Voor woningsanering i.v.m. CARA / allergie wordt aangesloten bij de richtprijzen in de prijzengids van het Nederlands instuur voor budgetvoorlichting (Nibud).

De hoogte van het persoonsgebonden voor niet-woontechnische of niet-bouwkundige woningaanpassingen wordt vastgesteld op het bedrag dat gedurende de gebruiksduur van de voorziening door de leverancier bij de gemeente in rekening zou zijn gebracht indien de voorziening in natura zou zijn geleverd.

Lid 5

Voor de kosten welke samenhangen met het hebben van een hulphond wordt een financiële tegemoetkoming verstrekt. Voorwaarde is dat het gaat om een hulphond van Stichting Hulphond Nederland. Daarnaast dient de hulphond zodanig noodzakelijk te zijn dat vanwege de aanwezigheid van de hulphond het aanbrengen van niet-bouwkundige of niet woon-technische woonvoorzieningen niet noodzakelijk is. Dit ziet met name op de vraag of de hulphond aanwezig is in verband met het wegnemen van beperkingen. Ook in gevallen waarin de hulphond slechts voor een deel het aanbrengen van kleine voorziening overbodig maakt, maar bijvoorbeeld bepaalde kleine woningaanpassingen toch noodzakelijk zijn, komen de kosten van de hulphond toch voor vergoeding in aanmerking.

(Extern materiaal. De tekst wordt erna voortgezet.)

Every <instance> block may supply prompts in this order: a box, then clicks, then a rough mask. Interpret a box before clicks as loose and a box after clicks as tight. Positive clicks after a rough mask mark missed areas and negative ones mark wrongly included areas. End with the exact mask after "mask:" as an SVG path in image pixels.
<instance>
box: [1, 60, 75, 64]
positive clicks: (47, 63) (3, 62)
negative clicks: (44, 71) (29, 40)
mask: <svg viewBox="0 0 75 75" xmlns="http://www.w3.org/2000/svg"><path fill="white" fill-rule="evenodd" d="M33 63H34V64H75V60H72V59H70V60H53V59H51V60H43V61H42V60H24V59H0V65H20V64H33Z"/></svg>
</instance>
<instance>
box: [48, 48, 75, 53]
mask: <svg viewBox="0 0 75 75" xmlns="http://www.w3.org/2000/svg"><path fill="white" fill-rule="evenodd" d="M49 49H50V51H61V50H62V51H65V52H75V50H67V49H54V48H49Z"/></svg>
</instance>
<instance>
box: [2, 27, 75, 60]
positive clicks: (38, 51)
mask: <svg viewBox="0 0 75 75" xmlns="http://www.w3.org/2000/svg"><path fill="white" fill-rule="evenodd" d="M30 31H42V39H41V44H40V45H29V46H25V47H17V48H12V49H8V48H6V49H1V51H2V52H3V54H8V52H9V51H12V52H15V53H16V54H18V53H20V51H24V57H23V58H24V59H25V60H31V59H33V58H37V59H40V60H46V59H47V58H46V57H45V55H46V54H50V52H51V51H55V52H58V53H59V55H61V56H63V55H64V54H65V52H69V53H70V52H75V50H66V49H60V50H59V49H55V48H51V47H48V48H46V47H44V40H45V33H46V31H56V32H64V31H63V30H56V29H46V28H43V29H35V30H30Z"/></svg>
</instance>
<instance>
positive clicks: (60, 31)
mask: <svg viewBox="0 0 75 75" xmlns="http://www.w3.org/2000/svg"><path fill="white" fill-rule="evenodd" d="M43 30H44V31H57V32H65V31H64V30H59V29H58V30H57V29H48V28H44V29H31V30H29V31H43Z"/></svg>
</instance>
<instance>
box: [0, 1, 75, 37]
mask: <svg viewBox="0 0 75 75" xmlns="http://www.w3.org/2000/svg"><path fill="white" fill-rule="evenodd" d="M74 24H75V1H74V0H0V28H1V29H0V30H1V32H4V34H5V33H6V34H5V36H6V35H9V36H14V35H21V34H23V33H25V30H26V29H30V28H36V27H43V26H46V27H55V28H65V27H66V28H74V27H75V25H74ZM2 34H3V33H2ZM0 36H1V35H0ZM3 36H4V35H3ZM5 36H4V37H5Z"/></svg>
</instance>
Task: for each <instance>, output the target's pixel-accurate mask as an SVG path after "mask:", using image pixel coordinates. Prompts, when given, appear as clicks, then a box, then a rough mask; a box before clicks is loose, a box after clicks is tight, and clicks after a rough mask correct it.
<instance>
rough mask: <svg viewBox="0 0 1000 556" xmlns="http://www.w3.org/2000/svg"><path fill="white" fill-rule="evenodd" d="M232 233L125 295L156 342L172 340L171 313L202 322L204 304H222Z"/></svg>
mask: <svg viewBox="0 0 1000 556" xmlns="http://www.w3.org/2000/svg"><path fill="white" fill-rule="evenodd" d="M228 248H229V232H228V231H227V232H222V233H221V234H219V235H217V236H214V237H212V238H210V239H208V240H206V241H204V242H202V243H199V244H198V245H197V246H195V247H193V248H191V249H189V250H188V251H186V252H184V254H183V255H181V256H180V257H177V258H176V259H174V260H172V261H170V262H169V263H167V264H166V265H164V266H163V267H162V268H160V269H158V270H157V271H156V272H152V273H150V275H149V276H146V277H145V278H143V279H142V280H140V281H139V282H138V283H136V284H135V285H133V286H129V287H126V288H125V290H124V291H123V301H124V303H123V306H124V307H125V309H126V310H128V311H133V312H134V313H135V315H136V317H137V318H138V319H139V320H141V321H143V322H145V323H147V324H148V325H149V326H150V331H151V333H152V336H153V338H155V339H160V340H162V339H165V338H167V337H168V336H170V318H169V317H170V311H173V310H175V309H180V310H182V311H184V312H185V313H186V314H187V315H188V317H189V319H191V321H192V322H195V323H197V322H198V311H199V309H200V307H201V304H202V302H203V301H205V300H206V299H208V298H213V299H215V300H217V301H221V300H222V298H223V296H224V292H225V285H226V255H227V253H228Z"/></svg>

Artikel 6.5 Kosten van onderhoud, keuring en reparatie van woonvoorzieningen

De financiële tegemoetkoming en het persoonsgebonden budget voor onderhoud, keuring en reparatie wordt vastgesteld op de kosten zoals opgenomen in de offerte van een erkend bedrijf voor zover deze niet hoger zijn dan de maximale bedragen genoemd in dit artikel. Om te komen tot de goedkoopst adequate voorziening dient steeds te worden afgewogen of een onderhoudscontract tot de mogelijkheden behoort, of dat onderhoud en reparatie tegen kostprijs worden verricht en vergoed.

Lid 4

De bedragen zijn gebaseerd op de Tarieven voor veiligheidskeuring uitgevoerd door het Liftinstituut.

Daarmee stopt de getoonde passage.